É totalmente desaconselhável a introdução de estatísticas públicas raciais na próxima operação censitária.

1. Há, em Portugal, problemas sérios de racismo. Não porque vivamos num país com ordenamento jurídico e político segregacionista (não vivemos), mas porque existem práticas e discursos racistas sistemáticos. E porque existe, também, uma racialização, historicamente construída, da desigualdade social, o que facilita e naturaliza o preconceito. Precisamos, pois, de conhecer melhor o racismo existente, produzindo informação útil para sustentar políticas públicas de igualdade mais eficazes. Foi neste contexto que surgiu, recentemente, a proposta de introduzir, no próximo Recenseamento Geral da População, perguntas que permitam uma classificação racial de todos os portugueses. Esta solução é, em minha opinião, inadequada e contribui para reforçar o fenómeno que se pretende contrariar: o racismo.

2. De facto, não é possível combater o racismo e, em simultâneo, institucionalizar a classificação racial, pelo Estado, de todos e cada um dos cidadãos. Quando o Estado introduz categorias raciais nas estatísticas oficiais contribui para legitimar e naturalizar essas mesmas categorias. Ora, o fundamento do racismo não é o tratamento desigual das “raças”, mas a ideia de que as pessoas são socialmente diferentes por terem diferentes características fenotípicas, biológicas. A categoria “raça” pressupõe, nomeadamente, que diferenças na cor de pele correspondem a diferenças culturais. Por isso, o uso institucionalizado da categoria “raça” reforça os fundamentos cognitivos do racismo. Não é possível combater o racismo e salvar a categoria “raça”. Institucionalizar uma classificação racial para acabar com o racismo é querer atingir um objetivo fazendo, para tal, o exato oposto do que se pretende obter. O combate ao racismo, como, em regra, a todas as discriminações, requer a afirmação da semelhança essencial de todos os seres humanos, não a enfatização de uma das suas múltiplas diferenças.
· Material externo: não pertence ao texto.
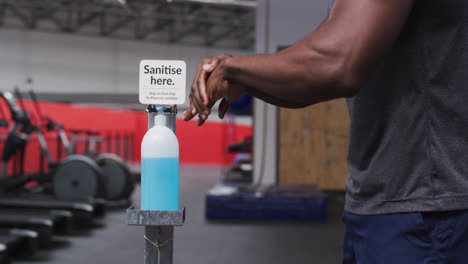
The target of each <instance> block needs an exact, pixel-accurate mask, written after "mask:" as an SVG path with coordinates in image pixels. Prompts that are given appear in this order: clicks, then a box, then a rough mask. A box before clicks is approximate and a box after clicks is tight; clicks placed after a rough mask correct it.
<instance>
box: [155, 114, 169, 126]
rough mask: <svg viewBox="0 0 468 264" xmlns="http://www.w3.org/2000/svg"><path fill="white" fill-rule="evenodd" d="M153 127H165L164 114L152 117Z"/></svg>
mask: <svg viewBox="0 0 468 264" xmlns="http://www.w3.org/2000/svg"><path fill="white" fill-rule="evenodd" d="M154 125H155V126H165V125H166V116H165V115H164V114H158V115H156V116H155V117H154Z"/></svg>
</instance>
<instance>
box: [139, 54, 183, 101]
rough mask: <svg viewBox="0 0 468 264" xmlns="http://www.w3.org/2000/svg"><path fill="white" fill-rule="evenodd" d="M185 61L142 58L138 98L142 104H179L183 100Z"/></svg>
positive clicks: (141, 62) (140, 70)
mask: <svg viewBox="0 0 468 264" xmlns="http://www.w3.org/2000/svg"><path fill="white" fill-rule="evenodd" d="M186 68H187V67H186V64H185V61H179V60H142V61H141V62H140V81H139V84H140V85H139V86H140V90H139V99H140V103H142V104H154V105H181V104H183V103H184V102H185V90H186V85H187V80H186V78H187V69H186Z"/></svg>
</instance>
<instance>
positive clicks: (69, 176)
mask: <svg viewBox="0 0 468 264" xmlns="http://www.w3.org/2000/svg"><path fill="white" fill-rule="evenodd" d="M103 184H104V181H103V176H102V172H101V170H100V168H99V167H98V166H97V165H96V163H95V162H94V161H93V160H91V159H90V158H88V157H86V156H82V155H71V156H68V157H67V158H66V159H65V160H64V161H63V162H62V163H61V164H60V165H59V166H58V167H57V168H56V170H55V173H54V176H53V185H54V192H55V196H56V197H57V198H58V199H60V200H76V201H89V199H91V198H95V197H102V196H103V195H104V193H103V192H104V191H105V190H103V189H104V188H103Z"/></svg>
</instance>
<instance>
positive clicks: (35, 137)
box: [0, 100, 252, 171]
mask: <svg viewBox="0 0 468 264" xmlns="http://www.w3.org/2000/svg"><path fill="white" fill-rule="evenodd" d="M1 104H2V105H1V107H2V109H3V113H5V116H6V117H5V119H7V120H10V114H9V110H8V108H7V107H6V105H5V104H4V102H2V103H1ZM25 108H26V109H27V110H28V112H30V115H31V116H32V118H33V122H36V121H35V120H37V118H35V117H37V114H36V112H35V108H34V106H33V104H32V102H30V101H27V100H26V101H25ZM40 108H41V112H42V115H43V116H47V117H50V118H52V119H53V120H54V121H56V122H59V123H62V124H64V125H65V127H66V128H68V129H71V128H75V129H76V128H81V129H93V130H97V131H100V132H101V135H103V136H104V137H106V138H109V139H110V140H109V141H106V140H104V142H103V143H101V151H102V152H104V151H105V152H107V150H108V149H109V148H110V152H114V153H115V152H117V146H116V142H117V141H116V138H117V137H120V138H121V139H122V138H123V136H124V135H125V136H127V137H128V138H129V139H131V140H132V141H131V142H133V143H131V142H128V146H129V147H128V148H127V152H126V153H120V154H121V156H122V157H123V158H129V159H130V160H131V161H135V162H138V161H139V160H140V143H141V140H142V138H143V136H144V134H145V133H146V130H147V115H146V114H145V113H143V112H134V111H124V110H114V109H106V108H97V107H87V106H81V105H72V104H61V103H51V102H40ZM0 130H1V131H2V132H3V135H2V139H3V140H4V139H5V137H6V132H7V129H6V128H0ZM251 134H252V128H251V126H248V125H234V124H233V125H230V124H228V123H227V122H210V121H208V122H207V123H205V125H203V126H202V127H197V126H196V121H191V122H184V121H183V120H181V119H178V120H177V137H178V139H179V145H180V162H181V163H183V164H184V163H185V164H187V163H196V164H217V165H225V164H229V163H231V162H232V159H233V155H232V154H227V153H226V148H227V145H229V144H230V143H233V142H236V141H241V140H242V139H243V138H244V137H245V136H248V135H251ZM46 138H47V141H48V143H49V145H50V146H49V149H50V151H51V152H52V155H53V157H54V158H56V154H57V144H58V143H57V141H56V135H55V134H54V133H48V134H46ZM3 140H2V141H3ZM120 141H122V140H120ZM107 143H110V144H107ZM108 145H109V146H108ZM123 145H124V142H123V141H122V142H121V143H120V146H119V147H120V149H121V152H123ZM130 146H132V147H130ZM84 149H85V145H84V143H82V144H81V145H79V146H78V150H79V151H80V150H81V151H82V150H84ZM128 152H130V153H128ZM62 153H63V151H62ZM128 154H131V155H130V156H129V155H128ZM39 157H40V153H39V145H38V143H37V139H36V137H35V136H33V138H32V140H31V141H30V143H29V144H28V146H27V150H26V161H27V162H26V163H27V164H26V170H27V171H35V170H37V169H38V167H39V164H40V163H39ZM12 163H13V162H10V166H12Z"/></svg>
3. O argumento fundamental dos defensores das estatísticas raciais é simples: estas fariam falta para se conhecer melhor o racismo. O que será em parte verdade mas é insuficiente como argumento. A ideia de que um ato pode ser plenamente justificado pela sua utilidade é o princípio da amoralidade. Estatísticas raciais têm, como quase todas as práticas sociais, vantagens e desvantagens que devem ser ponderadas. Nessa ponderação, o estatuto do autor da produção dos dados é relevante. Os efeitos de legitimação da categorização racial não são os mesmos quando o autor das estatísticas é o Estado ou quando é, por exemplo, uma equipa de investigação. Como também não são idênticos os efeitos que resultam da utilização daquelas categorias em inquéritos por amostragem a uma pequena parte da população e os que resultam do seu uso universal e sistemático em operações censitárias ou em registos administrativos que abrangem, regularmente, a totalidade ou a maioria dos cidadãos. A não inclusão de questões conducentes à classificação racial nos censos não implica, pois, a ausência de informação útil para a avaliação da discriminação racial. Esta pode ser obtida por meios alternativos, em especial através de estudos e inquéritos por amostragem com fins científicos ou técnicos, casos em que as vantagens suplantam as desvantagens.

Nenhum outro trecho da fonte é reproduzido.